First published in The Magazine of Fantasy and Science Fiction in 2005 and available to read here. Subsequently collected in Link’s collection Magic for Beginners, Small Beer Press, 2005

‘The Watery Realm’ by Yūko Tsushima, translated by Geraldine Harcourt

Tsushima, an acclaimed Japanese writer was the daughter of famous author Osamu Dazai and ‘The Watery Realm’ deals with the subject of her father’s suicide. The story moves between the protagonist, her son’s wish for an aquarium toy, which reminds her of the ‘Dragon Castle’ of Japanese myth, and her elderly mother’s viewpoint. The mother recalls her husband’s death, refracted through her fear of Suijin, Shinto spirit of the watery realm, who finally claimed him. Delicate and heartbreaking like all Tsushima’s work, only a fraction of which has been translated into English.

Published in Of Dogs and Walls, a £2 Penguin Modern, 2018

‘Sultana’s Dream’ by Begum Rokeya

‘Sultana’s Dream’ is a fascinating early feminist utopia, written in English by the Bangladeshi activist and writer Rokeya Sakhawat Hussain. In her fictional ‘Ladyland’ not only are men confined within the zenana (women’s quarters) but war, disease and famine are conditions of the past. ‘Ladyland’ is also an eco-utopia, a garden city complete with solar power, cloud condensers and hydrogen-powered flying cars. 

Originally published in The Indian Ladies’ Magazine, 1905. You can read the text, accompanied by wonderful linocut illustrations from US artist Chitra Ganesh here

‘What It Means When a Man Falls from the Sky’ by Lesley Nneka Arimah

In ‘What It Means When a Man Falls from the Sky’, Nneka Arimah takes a future dystopian world ravaged by climate change as given. Africa is now the destination of refugees from a drowned Europe, to this she adds her concept of the Formula, a discovery allowing mathematicians to unburden humans of grief and potentially free them from the forces of gravity. That is, until a man falls from the sky and our broken protagonist, talented mathematician Nneoma, becomes aware of the limits of human invention and intervention, as well as her own complicity.

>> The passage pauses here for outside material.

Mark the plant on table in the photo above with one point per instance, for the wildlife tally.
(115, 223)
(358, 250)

Published in What It Means When a Man Falls from the Sky, Tinder Press, 2018

‘Kelso Deconstructed’ by Zadie Smith

Smith’s outstanding story, from her only short story collection, takes the 1959 racist murder of Antiguan carpenter Kelso Cochrane in London’s Notting Hill as trigger for a metafictional foray into narrative’s inadequacies. We are witnesses to the final day of Kelso Cochrane’s life and follow him through an imagined 1950’s London, where the voices of luminaries such as Toni Morrison and Paul Gilroy ring out in metafictional proclamations from tube station announcements and Speaker’s Corner. These voices warn Kelso and his girlfriend, as well as the reader, that innocence when entering a fictional account of such tragedy, is no longer possible.